Reputation: 639
I want to do distributed programming with python using the mpi4py package. For testing reasons, I set up a 5-node cluster via Google container engine, and changed my code accordingly. But now, what are my next steps? How do I get my code running and working on all 5 VMs?
I tried to just ssh-connect into one VM from my cluster and run the code, but it was obvious that the code was not getting distributed, but instead stayed on the same machine :( [see example below]
.
from mpi4py import MPI
size = MPI.COMM_WORLD.Get_size()
rank = MPI.COMM_WORLD.Get_rank()
name = MPI.Get_processor_name()
print("Hello, World! I am process/rank {} of {} on {}.\n".format(rank, size,name))
.
mpiexec -n 5 python 5_test.py
Hello, World!
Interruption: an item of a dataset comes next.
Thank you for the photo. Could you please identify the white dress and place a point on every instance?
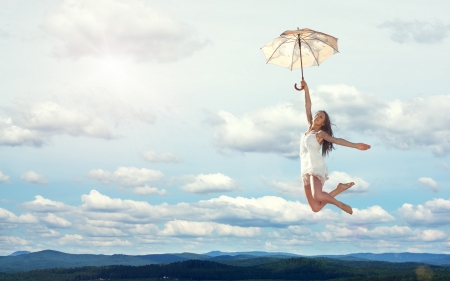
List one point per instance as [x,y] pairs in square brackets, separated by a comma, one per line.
[312,162]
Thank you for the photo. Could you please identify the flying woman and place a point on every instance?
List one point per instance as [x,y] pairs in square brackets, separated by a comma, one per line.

I am process/rank 0 of 5 on gke-cluster-1-000000cd-node-mgff.
Hello, World! I am process/rank 1 of 5 on gke-cluster-1-000000cd-node-mgff.
Hello, World! I am process/rank 2 of 5 on gke-cluster-1-000000cd-node-mgff.
Hello, World! I am process/rank 3 of 5 on gke-cluster-1-000000cd-node-mgff.
Hello, World! I am process/rank 4 of 5 on gke-cluster-1-000000cd-node-mgff.
Upvotes: 2
Views: 1089
Reputation: 639
So, I figured out what I got wrong, and I think I should post the answer for someone who might has a similar question.
Turns out, I should have read the documentation of mpi4py better :D
The command mpirun -np 5 python 5_test.py
is for running the program an a single, multi-core host on different processes.
However, I wanted to distribute the task across various host. Therefore I needed the command mpirun --hostfile <hostfile> python 5_test.py
. And <hostfile>
must be a file looking like this:
-- hostfile --
host1 slots=4
host2 slots=4
host3 slots=4
'--------------
.
Useful Link: https://github.com/jbornschein/mpi4py-examples
Upvotes: 2